You may recognize the outline of the ban jhankri and I believe of the yeti as well, especially the small yeti who is called ban jhankri in the Nepalese mythological literature. In other words, the identity of the two is not my idea but is found in the literature of Nepal, researched by Nepalese scholars, all of whom are cited in my book. I must admit to having a special relationship to the ban jhankri.

For sure, some of the interest in shamanism in the West was a part of the New Age interest in many types of spiritual practices – some traditional and others innovative. However, shamanism is part of traditional practices on every continent. It is universal and has many elements in common with contemporary psychotherapy: faith, suggestion, corrective emotional experience, and group support, to mention a few. However, what is distinct in shamanism is the element of spirit relationship. That is, humans possess a psychological constitution that makes it possible to perceive a non-ordinary reality filled with spirit beings with their own ontology. Meeting with them and integrating them into one’s life is healing for psyche and soma. For me, the shamanic techniques of ecstasy permitted a dream-like journey into another reality to meet spirits that have guided my life for the better. That is, when I am wise enough to obey.

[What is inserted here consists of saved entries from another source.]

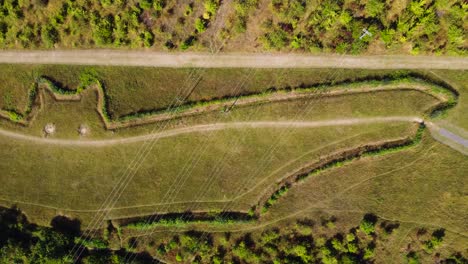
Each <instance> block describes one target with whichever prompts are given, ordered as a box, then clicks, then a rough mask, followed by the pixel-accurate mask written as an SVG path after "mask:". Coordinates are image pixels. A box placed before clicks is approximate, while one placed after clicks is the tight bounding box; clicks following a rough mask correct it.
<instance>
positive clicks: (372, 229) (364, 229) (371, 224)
mask: <svg viewBox="0 0 468 264" xmlns="http://www.w3.org/2000/svg"><path fill="white" fill-rule="evenodd" d="M376 223H377V217H376V216H374V215H372V214H367V215H365V216H364V219H362V221H361V224H360V225H359V230H361V231H362V232H364V233H365V234H366V235H370V234H373V233H374V232H375V224H376Z"/></svg>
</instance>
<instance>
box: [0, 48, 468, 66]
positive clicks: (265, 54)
mask: <svg viewBox="0 0 468 264" xmlns="http://www.w3.org/2000/svg"><path fill="white" fill-rule="evenodd" d="M0 63H27V64H78V65H120V66H150V67H177V68H183V67H203V68H226V67H234V68H245V67H247V68H367V69H453V70H455V69H457V70H464V69H468V60H467V59H466V58H463V57H450V56H408V55H395V56H393V55H391V56H390V55H379V56H349V55H346V56H345V55H306V54H264V53H262V54H259V53H221V54H216V55H214V54H211V53H161V52H149V51H117V50H105V49H98V50H58V51H1V52H0Z"/></svg>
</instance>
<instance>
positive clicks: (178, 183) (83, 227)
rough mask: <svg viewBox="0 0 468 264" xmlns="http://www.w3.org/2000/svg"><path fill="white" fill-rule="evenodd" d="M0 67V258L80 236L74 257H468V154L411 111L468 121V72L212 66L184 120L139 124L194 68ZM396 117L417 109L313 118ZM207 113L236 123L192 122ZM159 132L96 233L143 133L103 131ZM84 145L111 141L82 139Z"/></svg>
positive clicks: (411, 110) (198, 261)
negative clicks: (193, 111) (351, 120)
mask: <svg viewBox="0 0 468 264" xmlns="http://www.w3.org/2000/svg"><path fill="white" fill-rule="evenodd" d="M234 3H236V1H234ZM239 3H240V2H239ZM242 3H244V2H242ZM260 4H262V3H258V5H260ZM253 9H254V8H252V10H253ZM189 11H190V10H189V9H187V12H188V13H190V12H189ZM192 12H194V11H192ZM249 12H250V11H249ZM252 12H254V11H252ZM211 14H212V13H210V15H206V16H204V17H205V19H208V18H209V17H211V16H212V15H211ZM197 23H200V22H197ZM198 28H199V29H200V30H198V29H197V31H199V32H202V31H203V27H202V26H200V25H199V27H198ZM247 28H248V22H247ZM208 30H209V27H208V28H207V29H206V31H208ZM206 31H205V32H206ZM0 68H1V69H3V73H4V74H2V75H1V76H0V80H1V81H2V83H4V84H5V85H4V86H3V85H2V86H1V87H0V96H1V98H0V108H1V109H2V113H10V114H9V115H7V116H6V117H5V116H4V118H2V119H1V120H0V126H1V132H2V135H0V160H1V161H2V162H0V172H1V173H0V180H1V181H2V182H3V184H2V186H1V188H0V189H1V190H0V193H1V194H2V197H0V199H1V204H2V205H3V206H5V207H9V209H6V208H2V209H1V210H0V233H1V234H0V260H1V261H3V262H8V261H10V262H11V260H13V261H14V262H18V263H31V262H32V263H36V262H43V263H44V262H45V263H49V262H50V263H53V262H59V263H69V262H72V261H73V260H72V259H70V256H68V252H69V251H70V250H71V249H72V248H73V247H74V246H76V245H80V246H83V247H84V248H86V249H85V251H84V253H83V254H82V256H80V258H79V259H78V262H80V263H123V262H128V261H129V260H131V259H133V260H135V263H151V262H157V261H158V260H163V261H168V262H183V263H188V262H190V263H229V262H233V263H236V262H237V263H239V262H240V263H264V262H273V263H381V262H385V260H386V259H395V260H396V261H397V262H403V263H404V262H409V263H417V262H420V263H428V262H435V261H438V262H441V263H457V261H458V262H460V263H463V262H466V261H467V260H466V258H467V256H466V251H464V250H465V248H466V243H467V242H468V241H467V239H466V234H465V229H466V228H465V226H466V223H464V215H465V214H464V212H466V211H467V210H468V209H467V208H466V203H464V196H463V188H464V186H465V185H464V180H465V178H464V176H465V175H466V172H467V171H468V167H467V166H468V164H467V160H466V156H464V155H463V154H461V153H458V152H456V151H455V150H453V149H451V148H449V147H447V146H444V145H442V144H441V143H438V142H436V141H435V140H434V139H433V138H432V137H431V135H430V133H429V132H428V129H426V128H425V125H424V124H423V121H421V120H419V119H416V117H418V118H422V119H424V122H426V121H428V120H430V121H433V122H448V121H450V122H452V120H453V123H454V124H456V125H459V126H460V127H463V126H462V125H463V124H464V119H463V111H464V109H465V107H466V106H464V105H463V104H465V99H464V97H465V95H466V89H465V86H464V85H465V84H464V80H465V79H464V78H465V72H463V71H432V72H430V71H414V72H413V71H390V70H386V71H377V70H342V69H338V70H335V69H334V70H330V69H255V70H252V69H204V72H203V76H204V77H203V79H202V80H201V81H199V82H198V83H196V86H195V88H194V89H192V90H191V91H190V93H184V95H185V104H183V105H182V107H181V108H180V109H179V110H178V111H177V112H176V113H174V116H172V117H171V118H169V119H165V120H164V121H157V120H156V121H154V120H153V121H151V122H147V123H141V124H139V123H131V122H136V121H135V120H137V121H138V120H140V119H141V120H144V119H145V118H148V117H152V116H160V115H164V114H165V111H166V110H165V108H167V107H168V106H170V104H171V99H172V98H174V96H176V95H177V93H179V91H180V90H177V89H172V88H178V89H181V88H180V87H185V86H186V87H192V86H190V85H186V82H191V81H192V79H190V77H189V76H191V73H193V71H198V70H200V69H156V68H141V67H128V68H125V67H85V66H50V65H43V66H33V65H0ZM125 72H127V73H128V72H130V73H132V74H123V73H125ZM249 73H250V74H249ZM283 75H287V76H288V78H280V77H281V76H283ZM244 76H250V77H249V78H247V79H245V81H243V83H244V84H243V86H241V89H238V86H237V85H236V84H237V83H236V81H237V82H239V80H243V79H242V78H243V77H244ZM187 78H188V79H187ZM284 79H287V80H284ZM158 80H159V82H158ZM171 80H172V81H171ZM163 84H164V85H163ZM167 85H169V86H170V87H168V86H167ZM184 85H185V86H184ZM96 86H97V87H96ZM95 88H97V89H95ZM390 88H391V89H390ZM182 90H183V89H182ZM279 97H287V100H276V99H278V98H279ZM275 98H276V99H275ZM249 100H254V101H252V102H249V103H245V102H246V101H249ZM100 101H101V103H102V104H99V102H100ZM337 106H339V107H337ZM96 109H98V111H96ZM99 109H100V110H99ZM207 109H208V110H210V109H211V110H210V111H208V110H207ZM213 109H214V110H213ZM36 110H37V111H36ZM194 110H196V111H198V112H197V114H194V115H184V113H187V112H188V111H194ZM99 111H102V112H99ZM29 117H31V118H29ZM386 117H407V119H403V120H398V119H395V120H387V121H385V122H383V121H382V122H377V121H376V122H369V123H352V124H341V123H337V124H329V123H324V124H326V125H319V126H316V127H308V126H307V125H304V124H307V122H309V123H313V122H327V121H330V120H361V119H370V118H373V119H375V120H378V119H379V118H386ZM103 118H104V119H105V121H106V122H130V121H131V122H130V123H129V125H128V126H126V127H119V128H115V129H109V127H106V125H105V124H106V123H104V122H103ZM129 120H130V121H129ZM22 121H27V122H24V123H23V124H21V122H22ZM281 122H283V123H284V122H286V124H287V122H296V124H302V125H304V126H300V125H298V126H289V124H287V125H284V124H283V123H281ZM48 123H53V124H54V125H55V127H56V132H55V133H54V134H53V135H47V137H45V135H44V132H43V131H44V125H46V124H48ZM265 123H268V124H270V125H268V126H265V125H263V126H262V125H259V124H265ZM83 124H85V125H86V127H87V128H88V129H89V131H90V133H89V134H88V135H86V136H83V135H80V134H79V133H78V131H77V129H78V127H80V126H81V125H83ZM162 124H163V125H164V128H161V125H162ZM213 124H226V127H220V128H217V129H214V130H199V129H198V128H197V126H198V127H200V126H201V127H203V126H208V127H209V126H210V125H213ZM135 125H138V126H135ZM234 125H236V126H234ZM177 129H182V130H183V129H186V130H187V131H185V132H184V133H180V134H171V133H173V131H178V130H177ZM155 131H156V132H157V133H156V134H157V135H166V136H164V137H161V138H159V139H158V140H157V142H156V143H155V146H154V148H153V149H152V150H151V151H150V152H149V154H148V157H147V159H145V160H144V161H142V162H141V164H140V165H141V167H140V168H139V170H138V172H137V173H136V174H135V175H134V176H133V179H132V181H131V182H130V184H129V185H128V186H126V189H125V191H124V192H123V193H122V196H121V199H119V200H118V201H117V202H116V204H115V206H114V208H112V210H110V211H109V214H108V216H107V218H106V219H105V221H103V222H102V225H100V226H96V228H97V229H96V232H95V233H94V235H92V236H87V234H89V233H87V232H85V230H82V229H83V228H84V227H85V226H87V224H88V223H89V222H91V221H92V219H93V217H94V216H95V214H96V213H97V212H99V208H100V205H101V203H102V201H103V200H104V199H105V198H106V195H107V194H108V193H110V192H111V190H112V188H113V187H114V185H113V184H114V183H115V182H117V180H118V177H119V176H120V174H117V173H116V171H120V170H121V169H122V164H128V163H130V162H131V161H132V159H133V157H134V156H136V155H137V153H138V151H139V149H140V148H141V147H142V145H143V144H144V142H145V141H144V140H135V141H129V142H125V141H124V142H117V143H112V144H107V143H105V142H106V141H110V140H125V139H129V138H133V137H139V136H145V135H148V133H150V132H155ZM6 132H8V133H6ZM9 133H10V134H9ZM165 133H168V134H165ZM11 134H15V135H20V136H22V137H27V139H24V138H22V137H19V138H15V137H14V136H13V137H12V135H11ZM48 140H49V141H48ZM53 140H58V141H54V142H58V143H56V144H47V142H52V141H53ZM60 140H62V141H60ZM91 140H95V141H96V142H104V143H102V145H93V144H89V145H78V144H82V143H86V142H91ZM62 143H63V144H62ZM74 144H75V145H74ZM99 144H101V143H99ZM265 153H267V154H268V155H265ZM194 157H195V158H196V159H194ZM191 161H196V162H193V163H192V162H191ZM220 161H221V162H220ZM186 162H190V164H193V166H191V167H190V173H186V172H185V170H184V167H183V165H184V164H185V163H186ZM58 164H59V166H58ZM428 164H431V166H428ZM179 178H180V179H182V180H181V181H179V182H178V184H177V185H175V184H174V179H179ZM161 190H162V191H161ZM166 191H167V192H168V191H171V193H170V194H171V195H170V196H167V195H166ZM167 197H170V198H167ZM19 210H21V211H19ZM22 212H24V215H23V213H22Z"/></svg>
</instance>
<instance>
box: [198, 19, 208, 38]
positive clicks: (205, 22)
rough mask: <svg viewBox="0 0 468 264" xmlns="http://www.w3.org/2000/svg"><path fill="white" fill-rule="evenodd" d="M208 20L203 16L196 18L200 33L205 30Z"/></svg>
mask: <svg viewBox="0 0 468 264" xmlns="http://www.w3.org/2000/svg"><path fill="white" fill-rule="evenodd" d="M207 22H208V21H207V20H205V19H203V18H197V19H196V20H195V29H196V30H197V32H198V33H199V34H200V33H203V32H205V30H206V24H207Z"/></svg>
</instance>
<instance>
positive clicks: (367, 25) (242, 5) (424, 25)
mask: <svg viewBox="0 0 468 264" xmlns="http://www.w3.org/2000/svg"><path fill="white" fill-rule="evenodd" d="M226 4H227V5H228V7H227V8H225V9H224V11H223V14H221V17H222V19H221V21H220V22H219V23H218V24H217V25H216V27H215V28H213V31H212V32H210V33H208V34H207V35H204V34H205V31H207V29H208V28H209V27H210V26H212V25H214V23H213V22H214V19H215V17H216V16H217V13H218V11H219V7H220V5H221V0H194V1H183V0H132V1H123V0H101V1H96V0H66V1H49V0H22V1H19V0H3V1H0V48H54V47H56V48H80V47H81V48H89V47H114V48H120V47H128V48H143V47H147V48H149V47H152V48H155V49H159V50H161V49H162V50H163V49H166V50H186V49H189V48H191V47H192V46H196V49H197V50H208V49H210V50H211V49H213V41H218V42H219V43H223V42H224V43H226V44H227V45H229V41H231V40H233V39H235V38H237V37H239V36H242V35H243V34H247V35H255V37H256V38H255V39H256V40H255V41H244V42H243V43H241V44H239V43H237V44H235V48H236V50H244V49H246V50H247V49H251V48H253V47H255V46H257V43H259V44H261V45H260V46H258V47H257V49H264V50H284V51H290V50H297V51H303V52H317V51H326V52H338V53H351V54H358V53H363V52H368V51H370V52H374V53H386V52H395V53H402V52H403V53H412V54H419V53H431V54H432V53H435V54H446V53H448V54H467V50H468V43H467V40H466V34H465V31H466V30H465V29H466V28H467V27H468V24H467V23H468V22H467V21H468V19H467V14H468V12H467V10H468V5H467V4H466V2H465V1H462V0H410V1H391V0H386V1H384V0H320V1H309V0H273V1H271V2H269V3H268V1H267V2H266V3H264V2H260V1H258V0H235V1H232V2H226ZM260 9H262V10H260ZM265 9H268V10H267V11H268V12H264V11H265ZM252 23H255V24H259V25H260V28H249V25H250V24H252ZM363 29H367V30H368V31H369V32H370V34H369V35H362V34H363ZM256 42H257V43H256Z"/></svg>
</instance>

Thus I see shamanism as an adjunct to modern psychotherapy, but also think that it is a spiritual discipline. That is to say, shamanism utilizes archaic trance techniques and methods that can open new worlds. Fortunately, it is possible to learn these techniques as techniques and not as part of a religious dogma in the West. My Western teacher for the past 25 years is the anthropologist Michael Harner, Founder of the Foundation of Shamanic Studies, who has made these once forgotten methods accessible which has thus opened up another reality full of healing, compassion and wisdom that is sorely needed in the modern world.